Manokwari, Tualnews.com — Persidangan lanjutan perkara dugaan tindak pidana korupsi proyek peningkatan Jalan Mogoy–Merdey di Kabupaten Teluk Bintuni, Papua Barat, kembali digelar di Pengadilan Negeri Manokwari Kelas I A, Rabu ( 24 /6 / 2025).

Perkara ini terkait proyek pada Dinas Pekerjaan Umum dan Perumahan Rakyat (PUPR) Provinsi Papua Barat Tahun Anggaran 2022.

Sidang dipimpin Ketua Majelis Hakim Helmin Somalay, S.H, M.H, didampingi dua hakim anggota, Pitaryanto, S.H, dan Hermawanto, S.H.

Agenda persidangan kali ini adalah pemeriksaan saksi-saksi yang diajukan Jaksa Penuntut Umum (JPU) dari Kejaksaan Negeri Teluk Bintuni.

Empat orang saksi yang dihadirkan adalah Yulius Simuna, Kasman Refideso, Andi Sumarlin, dan Rismon.

Namun, dalam keterangannya di hadapan majelis hakim, ketiga saksi pertama menyatakan tidak mengenal Terdakwa Beatrick Baransano maupun Naomi Kararbo, dua terdakwa perempuan asli Papua dari Suku Biak.

Bahkan dalam berita acara pemeriksaan (BAP), tidak ditemukan keterangan yang relevan atau mengaitkan perbuatan kedua terdakwa dengan dakwaan JPU.

Hal ini diperkuat ketika Penasihat Hukum Beatrick dan Naomi, Advokat Yan Christian Warinussy, S.H, meminta para saksi menoleh ke arah kliennya untuk memastikan pengenalan secara visual.

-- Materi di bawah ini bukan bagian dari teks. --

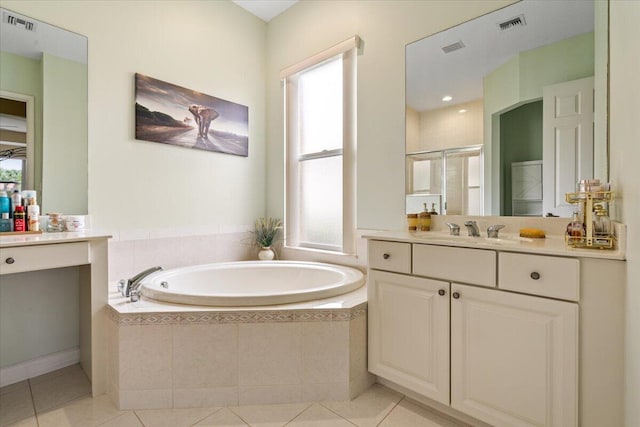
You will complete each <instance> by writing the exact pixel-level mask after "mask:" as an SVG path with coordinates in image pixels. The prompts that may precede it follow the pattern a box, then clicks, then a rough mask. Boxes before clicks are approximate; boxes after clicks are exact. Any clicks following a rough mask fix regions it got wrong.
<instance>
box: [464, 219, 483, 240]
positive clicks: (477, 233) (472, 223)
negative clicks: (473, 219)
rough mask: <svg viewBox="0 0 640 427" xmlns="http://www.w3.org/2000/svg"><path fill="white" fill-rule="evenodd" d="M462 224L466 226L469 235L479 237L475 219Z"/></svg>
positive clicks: (473, 236) (479, 231)
mask: <svg viewBox="0 0 640 427" xmlns="http://www.w3.org/2000/svg"><path fill="white" fill-rule="evenodd" d="M464 226H465V227H467V231H468V232H469V236H473V237H480V230H478V224H476V222H475V221H467V222H465V223H464Z"/></svg>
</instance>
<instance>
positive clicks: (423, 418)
mask: <svg viewBox="0 0 640 427" xmlns="http://www.w3.org/2000/svg"><path fill="white" fill-rule="evenodd" d="M463 426H466V424H463V423H459V422H456V421H454V420H453V419H451V418H449V417H447V416H446V415H444V414H437V413H435V412H431V411H429V410H427V409H425V408H423V407H422V406H419V405H417V404H415V403H413V402H411V401H409V400H407V399H403V400H402V401H401V402H400V403H399V404H398V406H396V407H395V408H393V410H392V411H391V413H390V414H389V415H388V416H387V418H385V419H384V421H383V422H382V423H380V427H463Z"/></svg>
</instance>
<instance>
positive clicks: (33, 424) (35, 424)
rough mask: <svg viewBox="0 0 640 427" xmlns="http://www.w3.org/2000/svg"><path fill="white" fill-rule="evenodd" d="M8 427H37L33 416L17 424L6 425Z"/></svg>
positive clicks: (16, 423)
mask: <svg viewBox="0 0 640 427" xmlns="http://www.w3.org/2000/svg"><path fill="white" fill-rule="evenodd" d="M8 426H9V427H38V420H37V418H36V417H35V416H33V417H29V418H26V419H24V420H20V421H18V422H17V423H13V424H8Z"/></svg>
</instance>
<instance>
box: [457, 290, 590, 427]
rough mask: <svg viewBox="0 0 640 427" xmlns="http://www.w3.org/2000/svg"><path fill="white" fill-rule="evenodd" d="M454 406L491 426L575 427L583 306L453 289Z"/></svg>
mask: <svg viewBox="0 0 640 427" xmlns="http://www.w3.org/2000/svg"><path fill="white" fill-rule="evenodd" d="M451 295H452V298H451V407H452V408H454V409H457V410H459V411H461V412H464V413H465V414H468V415H471V416H473V417H475V418H478V419H480V420H482V421H485V422H487V423H489V424H491V425H494V426H576V425H578V423H577V416H578V401H577V397H578V305H577V304H575V303H570V302H565V301H556V300H551V299H547V298H539V297H533V296H529V295H520V294H516V293H509V292H500V291H495V290H489V289H482V288H478V287H475V286H467V285H462V284H457V283H454V284H452V285H451Z"/></svg>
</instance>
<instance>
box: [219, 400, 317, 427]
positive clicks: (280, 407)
mask: <svg viewBox="0 0 640 427" xmlns="http://www.w3.org/2000/svg"><path fill="white" fill-rule="evenodd" d="M309 406H310V404H309V403H292V404H281V405H255V406H236V407H232V408H229V409H231V410H232V411H233V412H234V413H235V414H237V415H238V416H240V417H241V418H242V419H243V420H244V421H245V422H247V423H249V425H251V426H252V427H282V426H283V425H285V424H286V423H288V422H289V421H291V420H292V419H294V418H295V417H297V416H298V415H300V413H302V411H304V410H305V409H307V408H308V407H309Z"/></svg>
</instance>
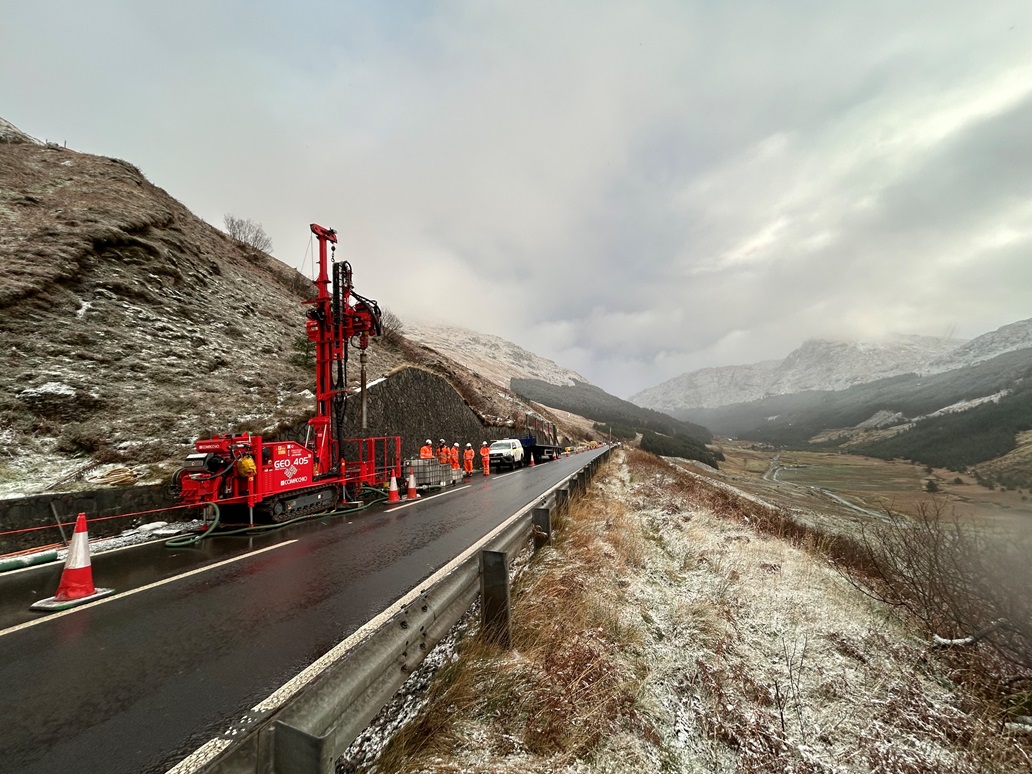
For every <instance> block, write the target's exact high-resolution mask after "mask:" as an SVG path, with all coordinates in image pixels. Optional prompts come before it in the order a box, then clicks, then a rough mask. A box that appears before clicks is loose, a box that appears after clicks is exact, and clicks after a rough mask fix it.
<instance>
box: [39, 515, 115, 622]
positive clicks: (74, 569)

Para saksi kompak menjawab tidak pernah melihat atau mengenal keduanya sebelum persidangan.

Selain Beatrick dan Naomi, terdakwa lainnya yang hadir dalam persidangan adalah Akalius Yanus Misiro (AYM), didampingi Penasihat Hukumnya Advokat Daniel Balubun, SH.

Terdakwa Najamuddin Bennu didampingi Advokat Piter Welikin, SH, dan Renol Renyaan, SH; serta terdakwa Daud dan Adi Kalalembang dengan Penasihat Hukum Advokat Patrix Barumbun, SH.

Menariknya, sidang untuk dua terdakwa perempuan ini ditutup lebih awal oleh Ketua Majelis Hakim setelah diketahui bahwa saksi terakhir, Rismon, tidak tercantum dalam berkas perkara keduanya.

Sidang lanjutan akan digelar pada Selasa ( 2 /7 / 2025 ) mendatang,  dengan agenda pemeriksaan saksi -saksi tambahan dari pihak JPU yang diwakili Agung Septian, S.H dari Kejari Teluk Bintuni.